As he drove through the densely built-up city, Green said he was struck by the devastation to buildings and roads, caused by U.S-led coalition air strikes and militia firing from homes.

“The devastation goes back as far as you can see,” Green said. “It is almost beyond description how deep the damage is.”

Green said he also visited a soccer stadium where the locker rooms had been turned into torture chambers for Islamic State.

“You can see a makeshift metal bed where they laid their torture victims right on the bed. It was just gruesome, gruesome,” he added.

But he said despite the destruction there were also signs of hope with vendors selling fruit on the sidewalks, families walking together, and people trying to clear rubble.

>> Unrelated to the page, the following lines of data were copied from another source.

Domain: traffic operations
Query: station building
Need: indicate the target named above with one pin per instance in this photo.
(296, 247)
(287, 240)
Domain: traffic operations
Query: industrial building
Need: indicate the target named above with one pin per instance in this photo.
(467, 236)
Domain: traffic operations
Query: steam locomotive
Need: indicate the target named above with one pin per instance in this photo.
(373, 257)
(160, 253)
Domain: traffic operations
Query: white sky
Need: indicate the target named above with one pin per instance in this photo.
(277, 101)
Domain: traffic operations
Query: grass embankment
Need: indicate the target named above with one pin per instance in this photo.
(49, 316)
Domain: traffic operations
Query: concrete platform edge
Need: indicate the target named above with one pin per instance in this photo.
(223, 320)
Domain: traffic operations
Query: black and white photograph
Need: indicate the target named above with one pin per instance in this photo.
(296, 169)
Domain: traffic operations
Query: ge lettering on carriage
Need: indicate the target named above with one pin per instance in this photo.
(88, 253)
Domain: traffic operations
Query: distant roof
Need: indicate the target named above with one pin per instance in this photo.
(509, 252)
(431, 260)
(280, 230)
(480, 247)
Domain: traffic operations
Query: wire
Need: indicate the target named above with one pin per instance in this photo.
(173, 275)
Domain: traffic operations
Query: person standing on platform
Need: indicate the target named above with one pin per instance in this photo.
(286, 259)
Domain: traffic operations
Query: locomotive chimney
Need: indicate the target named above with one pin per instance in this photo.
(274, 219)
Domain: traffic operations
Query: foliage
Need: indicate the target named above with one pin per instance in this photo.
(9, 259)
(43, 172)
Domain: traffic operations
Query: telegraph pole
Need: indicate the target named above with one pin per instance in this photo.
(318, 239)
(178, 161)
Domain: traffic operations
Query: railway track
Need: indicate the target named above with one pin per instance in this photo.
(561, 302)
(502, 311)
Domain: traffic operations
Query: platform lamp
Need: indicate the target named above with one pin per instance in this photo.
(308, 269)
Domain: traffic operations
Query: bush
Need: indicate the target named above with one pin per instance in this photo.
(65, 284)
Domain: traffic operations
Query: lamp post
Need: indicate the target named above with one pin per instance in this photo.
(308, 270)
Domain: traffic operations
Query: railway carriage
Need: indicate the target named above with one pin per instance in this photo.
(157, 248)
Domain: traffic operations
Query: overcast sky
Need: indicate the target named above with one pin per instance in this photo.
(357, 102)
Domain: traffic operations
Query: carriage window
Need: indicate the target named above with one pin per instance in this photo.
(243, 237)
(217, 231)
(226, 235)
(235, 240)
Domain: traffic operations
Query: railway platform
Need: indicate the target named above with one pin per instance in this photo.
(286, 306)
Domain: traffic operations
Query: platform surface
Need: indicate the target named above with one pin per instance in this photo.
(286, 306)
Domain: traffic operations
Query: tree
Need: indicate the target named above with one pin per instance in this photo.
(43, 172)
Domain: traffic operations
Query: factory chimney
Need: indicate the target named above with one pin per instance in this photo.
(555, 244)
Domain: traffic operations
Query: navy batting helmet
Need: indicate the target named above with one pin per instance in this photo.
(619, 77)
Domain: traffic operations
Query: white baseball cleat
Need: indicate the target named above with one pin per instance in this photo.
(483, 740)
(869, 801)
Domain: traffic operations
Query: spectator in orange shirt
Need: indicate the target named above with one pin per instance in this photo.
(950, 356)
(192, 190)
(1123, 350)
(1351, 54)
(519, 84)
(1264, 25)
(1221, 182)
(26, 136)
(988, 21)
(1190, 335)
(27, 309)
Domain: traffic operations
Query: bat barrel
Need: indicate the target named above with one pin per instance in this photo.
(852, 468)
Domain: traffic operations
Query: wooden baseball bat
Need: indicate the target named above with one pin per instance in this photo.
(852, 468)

“Despite all of the destruction and all of the damage you still see signs of the human spirit … and it gives you so much hope,” he added.

Green’s visit comes days after Secretary of State Rex Tillerson signaled an open-ended military presence in Syria as part of a broader strategy to prevent Islamic State’s resurgence and pave the way for an eventual departure of Syrian President Bashar al-Assad and to curtail Iran’s influence.

U.S. forces in Syria have already faced direct threats from Syrian and Iranian-backed forces, leading to the shoot-down of Iranian drones and a Syrian jet last year.

In the meantime, Turkey opened a new front in Syria at the weekend launching airstrikes against U.S.-backed Kurdish militia in Afrin province.

Green said the civilian mission was not to rebuild areas but to help civilians return home by clearing roadside bombs, removing rubble, and restoring water and electricity.

“The mission for us is stabilization not reconstruction,” Green emphasized. “Our part of it is restoring essential services and there is a lot of work to do,” he added.

Green said he would be traveling to Europe within days to press allies to help with stabilization efforts.